I guess I shouldn't have taken this picture in the dark, hahaha.  However, it does show that the tiramisu has set up considerably after being in the fridge for 3 days.  At the very least, I'd suggest you make this the day before you need it.

 
 (I pictured powdered, but we used granulated sugar)

Makes 6-8 servings
Ingredients

6 eggs, separated
2 cups (500g) mascarpone (about 2 small containers)
2/3 cup (150g) white sugar (divided into 1/3 portions)
1 package (300g) ladyfinger cookies
3 cups coffee, strong and cold
3 Tbsp (50g) liquor (rum, kahlua, amaretto)
Cocoa powder

Separate the yolks and the whites.  Use two medium size bowls.
With an electric mixer, beat egg yolks with 1/3 cup sugar until pale fluffy yellow cream mixture. That will take about 3-4 minutes. Mix in mascarpone. Set aside.
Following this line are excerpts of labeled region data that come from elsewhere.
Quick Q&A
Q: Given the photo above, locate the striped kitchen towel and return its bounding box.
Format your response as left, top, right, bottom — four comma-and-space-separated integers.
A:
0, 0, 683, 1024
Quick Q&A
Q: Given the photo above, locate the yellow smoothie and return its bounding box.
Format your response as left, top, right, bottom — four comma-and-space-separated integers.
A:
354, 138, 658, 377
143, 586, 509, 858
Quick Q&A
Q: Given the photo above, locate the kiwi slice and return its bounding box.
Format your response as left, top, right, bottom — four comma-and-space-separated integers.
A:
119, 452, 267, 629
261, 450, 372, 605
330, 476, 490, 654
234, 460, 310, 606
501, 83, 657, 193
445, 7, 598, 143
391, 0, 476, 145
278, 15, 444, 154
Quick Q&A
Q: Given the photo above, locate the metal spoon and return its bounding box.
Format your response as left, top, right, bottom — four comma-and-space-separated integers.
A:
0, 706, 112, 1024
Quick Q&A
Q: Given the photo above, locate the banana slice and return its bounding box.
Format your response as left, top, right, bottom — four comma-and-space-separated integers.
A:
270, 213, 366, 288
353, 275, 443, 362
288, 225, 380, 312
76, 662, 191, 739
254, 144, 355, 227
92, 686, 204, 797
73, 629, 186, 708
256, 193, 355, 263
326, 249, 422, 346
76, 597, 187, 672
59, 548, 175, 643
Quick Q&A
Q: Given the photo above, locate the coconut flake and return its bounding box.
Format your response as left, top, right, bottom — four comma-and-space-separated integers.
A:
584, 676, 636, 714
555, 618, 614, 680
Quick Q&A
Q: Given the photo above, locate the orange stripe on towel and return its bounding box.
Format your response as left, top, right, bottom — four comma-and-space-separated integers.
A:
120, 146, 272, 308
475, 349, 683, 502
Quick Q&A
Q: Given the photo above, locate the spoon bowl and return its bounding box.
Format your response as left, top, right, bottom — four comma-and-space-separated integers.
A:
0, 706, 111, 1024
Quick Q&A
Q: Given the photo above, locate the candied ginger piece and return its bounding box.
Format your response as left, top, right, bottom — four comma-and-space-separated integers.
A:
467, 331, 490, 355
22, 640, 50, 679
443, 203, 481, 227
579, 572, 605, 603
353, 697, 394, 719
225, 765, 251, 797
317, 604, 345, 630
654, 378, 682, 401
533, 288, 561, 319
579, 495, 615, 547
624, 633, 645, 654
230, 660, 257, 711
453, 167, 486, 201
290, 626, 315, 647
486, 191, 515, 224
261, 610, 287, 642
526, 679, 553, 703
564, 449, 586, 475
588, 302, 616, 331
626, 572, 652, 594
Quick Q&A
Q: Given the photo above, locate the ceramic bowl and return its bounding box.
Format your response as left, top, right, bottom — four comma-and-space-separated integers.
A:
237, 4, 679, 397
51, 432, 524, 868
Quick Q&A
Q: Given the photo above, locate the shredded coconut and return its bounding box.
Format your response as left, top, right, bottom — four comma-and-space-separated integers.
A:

Whip the egg whites with an electric mixer, or stand mixer.  Add 1/3 cup sugar and beat until they hold there shape.  They should be firm enough to stay in the bowl when you turn it upside down (per Giulia). Set aside.
Carefully fold in the egg whites to the egg yolk mixture. Do it in two to three additions doing it slowly to retain the fluffiness.


In the bottom of a large baking dish (8x8), put a layer of cream mixture, then soak the ladyfinger biscuits quickly in the coffee/liquor mixture.  Don't soak them... be quick about it, IN, OUT, you're done.


Layer biscuits on top of the cream, add another generous layer of cream, add more biscuits dipped in coffee.  Top with third and final layer of cream.  
Your cream to cookies ratio will seem off, but remember, the cookies will be soaking up a lot of the cream.
We made two pans, this was the small one, and we did a medium one too.  I think a 9x9 pan would be perfect for one recipe.


   
Dust liberally with cocoa powder and chill for 3-4 hours before serving.